The additional examples of Christians she provides have all, in some fashion, amended a portion of Christian doctrine in such a way that makes it sound no different than a secular version of each topic.  Of the examples, I am more familiar with two of them, Francis Collins and Barack Obama.  Francis Collins has made one of his life’s works the quest to show how macro-evolution is compatible with the Bible’s description of creation.  President Obama is on camera attempting to use Scripture to back up same sex unions, but fails to see how “Thou shalt not kill” applies to children in the womb just like it does to children in Syria.
My point in writing this post is not to decipher the salvation of the above individuals, nor that of Rachel Held Evans.  I am guilty many times over of the same attempts to water down the truths of God contained in the Bible to avoid being declared on the “wrong side of history.”  But even in my sin, the truth of Christ does not falter in my failure.
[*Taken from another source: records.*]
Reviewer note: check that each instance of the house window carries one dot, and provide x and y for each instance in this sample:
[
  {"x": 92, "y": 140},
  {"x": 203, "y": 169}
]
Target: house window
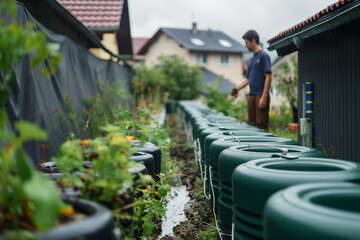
[
  {"x": 224, "y": 59},
  {"x": 202, "y": 58}
]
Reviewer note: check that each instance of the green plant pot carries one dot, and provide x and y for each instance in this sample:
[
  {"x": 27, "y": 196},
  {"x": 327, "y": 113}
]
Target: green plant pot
[
  {"x": 216, "y": 147},
  {"x": 255, "y": 181},
  {"x": 324, "y": 211},
  {"x": 232, "y": 157}
]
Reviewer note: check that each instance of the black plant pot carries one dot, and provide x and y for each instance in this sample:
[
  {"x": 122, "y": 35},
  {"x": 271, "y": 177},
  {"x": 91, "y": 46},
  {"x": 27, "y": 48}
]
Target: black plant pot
[
  {"x": 152, "y": 149},
  {"x": 98, "y": 225},
  {"x": 146, "y": 159}
]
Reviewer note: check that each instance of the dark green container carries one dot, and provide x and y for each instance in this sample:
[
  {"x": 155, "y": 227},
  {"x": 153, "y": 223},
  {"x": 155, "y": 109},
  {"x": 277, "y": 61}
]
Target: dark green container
[
  {"x": 232, "y": 157},
  {"x": 255, "y": 181},
  {"x": 214, "y": 148},
  {"x": 171, "y": 106},
  {"x": 240, "y": 131},
  {"x": 323, "y": 211}
]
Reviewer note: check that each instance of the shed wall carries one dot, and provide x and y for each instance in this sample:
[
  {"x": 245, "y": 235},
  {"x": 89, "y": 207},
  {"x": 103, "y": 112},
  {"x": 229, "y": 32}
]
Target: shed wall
[{"x": 332, "y": 62}]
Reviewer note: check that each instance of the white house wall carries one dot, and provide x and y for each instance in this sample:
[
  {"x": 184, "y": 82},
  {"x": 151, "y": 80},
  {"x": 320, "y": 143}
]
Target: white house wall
[
  {"x": 164, "y": 46},
  {"x": 232, "y": 71}
]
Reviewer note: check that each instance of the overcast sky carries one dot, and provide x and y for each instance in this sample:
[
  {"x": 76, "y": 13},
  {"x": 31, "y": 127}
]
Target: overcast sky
[{"x": 233, "y": 17}]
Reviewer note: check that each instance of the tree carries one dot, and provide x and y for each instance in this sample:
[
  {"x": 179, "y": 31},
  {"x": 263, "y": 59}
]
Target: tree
[{"x": 287, "y": 83}]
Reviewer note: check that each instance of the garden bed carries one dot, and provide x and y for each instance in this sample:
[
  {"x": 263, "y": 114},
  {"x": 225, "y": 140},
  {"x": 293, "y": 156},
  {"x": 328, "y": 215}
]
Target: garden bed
[{"x": 200, "y": 220}]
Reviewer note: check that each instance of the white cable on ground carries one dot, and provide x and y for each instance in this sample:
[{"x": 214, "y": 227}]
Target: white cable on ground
[
  {"x": 213, "y": 198},
  {"x": 198, "y": 159},
  {"x": 232, "y": 231}
]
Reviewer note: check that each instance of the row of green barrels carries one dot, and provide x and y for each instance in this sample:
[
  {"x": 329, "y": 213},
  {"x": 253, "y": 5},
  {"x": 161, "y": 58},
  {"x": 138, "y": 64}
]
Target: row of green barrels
[{"x": 265, "y": 187}]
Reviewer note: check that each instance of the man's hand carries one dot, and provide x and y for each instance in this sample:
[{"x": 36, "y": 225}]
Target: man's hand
[
  {"x": 234, "y": 92},
  {"x": 262, "y": 102}
]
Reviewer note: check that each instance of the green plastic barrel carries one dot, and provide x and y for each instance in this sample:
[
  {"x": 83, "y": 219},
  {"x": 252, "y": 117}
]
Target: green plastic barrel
[
  {"x": 322, "y": 211},
  {"x": 232, "y": 157},
  {"x": 255, "y": 181},
  {"x": 216, "y": 147},
  {"x": 209, "y": 135}
]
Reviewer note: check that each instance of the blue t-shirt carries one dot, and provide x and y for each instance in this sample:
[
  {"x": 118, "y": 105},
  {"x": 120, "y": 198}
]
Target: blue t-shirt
[{"x": 258, "y": 65}]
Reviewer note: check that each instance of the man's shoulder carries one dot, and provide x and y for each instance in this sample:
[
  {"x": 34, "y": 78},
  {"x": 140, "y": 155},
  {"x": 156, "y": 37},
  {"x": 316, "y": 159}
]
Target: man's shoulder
[{"x": 264, "y": 53}]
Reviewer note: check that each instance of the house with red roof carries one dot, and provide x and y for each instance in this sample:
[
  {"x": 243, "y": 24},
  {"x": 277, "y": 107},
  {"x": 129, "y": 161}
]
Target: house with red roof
[
  {"x": 328, "y": 46},
  {"x": 109, "y": 20}
]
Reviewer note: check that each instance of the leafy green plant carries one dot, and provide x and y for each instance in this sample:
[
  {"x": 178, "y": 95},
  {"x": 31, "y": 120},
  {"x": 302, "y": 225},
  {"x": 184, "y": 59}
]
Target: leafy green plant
[
  {"x": 183, "y": 82},
  {"x": 220, "y": 102},
  {"x": 107, "y": 178},
  {"x": 149, "y": 207},
  {"x": 29, "y": 201},
  {"x": 18, "y": 41}
]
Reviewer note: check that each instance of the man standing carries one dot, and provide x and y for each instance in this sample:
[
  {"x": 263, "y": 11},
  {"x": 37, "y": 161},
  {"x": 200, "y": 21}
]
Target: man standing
[{"x": 258, "y": 76}]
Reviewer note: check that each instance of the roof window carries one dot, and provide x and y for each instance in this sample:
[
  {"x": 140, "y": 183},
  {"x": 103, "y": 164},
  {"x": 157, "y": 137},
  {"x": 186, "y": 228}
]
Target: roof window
[
  {"x": 197, "y": 42},
  {"x": 224, "y": 43}
]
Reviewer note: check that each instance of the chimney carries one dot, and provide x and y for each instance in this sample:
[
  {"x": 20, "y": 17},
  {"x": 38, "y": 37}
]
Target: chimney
[{"x": 194, "y": 29}]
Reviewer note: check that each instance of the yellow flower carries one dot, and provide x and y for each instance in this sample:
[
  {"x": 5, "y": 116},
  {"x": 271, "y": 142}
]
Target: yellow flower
[
  {"x": 68, "y": 210},
  {"x": 85, "y": 142},
  {"x": 117, "y": 138},
  {"x": 9, "y": 147},
  {"x": 130, "y": 138}
]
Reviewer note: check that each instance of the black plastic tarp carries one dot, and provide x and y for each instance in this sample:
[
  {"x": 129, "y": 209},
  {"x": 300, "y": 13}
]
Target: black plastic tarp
[{"x": 35, "y": 98}]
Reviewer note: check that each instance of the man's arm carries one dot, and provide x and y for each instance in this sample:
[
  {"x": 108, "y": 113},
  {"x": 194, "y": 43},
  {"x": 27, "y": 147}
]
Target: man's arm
[
  {"x": 264, "y": 96},
  {"x": 242, "y": 84}
]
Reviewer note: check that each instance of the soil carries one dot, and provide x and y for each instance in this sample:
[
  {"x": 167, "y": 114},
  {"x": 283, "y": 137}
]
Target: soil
[{"x": 197, "y": 210}]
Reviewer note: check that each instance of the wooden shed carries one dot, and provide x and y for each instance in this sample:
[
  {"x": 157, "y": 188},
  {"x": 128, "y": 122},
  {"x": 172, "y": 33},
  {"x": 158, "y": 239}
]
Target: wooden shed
[{"x": 328, "y": 46}]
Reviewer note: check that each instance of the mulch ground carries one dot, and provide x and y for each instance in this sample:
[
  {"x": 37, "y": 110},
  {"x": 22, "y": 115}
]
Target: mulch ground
[{"x": 197, "y": 211}]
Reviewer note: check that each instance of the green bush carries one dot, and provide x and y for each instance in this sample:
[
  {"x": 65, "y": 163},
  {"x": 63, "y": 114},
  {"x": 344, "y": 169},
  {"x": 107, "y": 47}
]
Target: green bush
[
  {"x": 220, "y": 102},
  {"x": 174, "y": 76},
  {"x": 183, "y": 81}
]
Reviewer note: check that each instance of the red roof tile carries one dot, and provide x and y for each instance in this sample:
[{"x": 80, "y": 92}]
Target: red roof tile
[
  {"x": 331, "y": 8},
  {"x": 95, "y": 13},
  {"x": 137, "y": 44}
]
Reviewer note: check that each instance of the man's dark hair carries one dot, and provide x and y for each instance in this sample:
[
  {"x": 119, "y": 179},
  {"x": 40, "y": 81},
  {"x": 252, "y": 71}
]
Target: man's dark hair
[{"x": 252, "y": 34}]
As Christians redeemed by the blood of Jesus Christ, the sin nature in us causes us all to attempt to use Scripture for our personal justification.  In repentance, we return to the grace of Jesus, who alone forgives our sins and renews us.  His mercies are new each morning, as Lamentations so eloquently declares:

The steadfast love of the Lord never ceases;
his mercies never come to an end;
they are new every morning;
great is your faithfulness.
“The Lord is my portion,” says my soul,
“therefore I will hope in him.” (Lamentations 3:22-24, ESV)

To close, RHE offers this plea, with my emphasis in italics:

Still, in the end, it’s not about who has the most charismatic or generous personalities in their roster, nor about who has the most “crazies.” It’s about the truth.
So let’s talk about the truth, and with the people who most consistently and graciously point us toward it.

If I am reading her correctly, she is pointing us to a truth she does not actually believe.  Please excuse my broad strokes.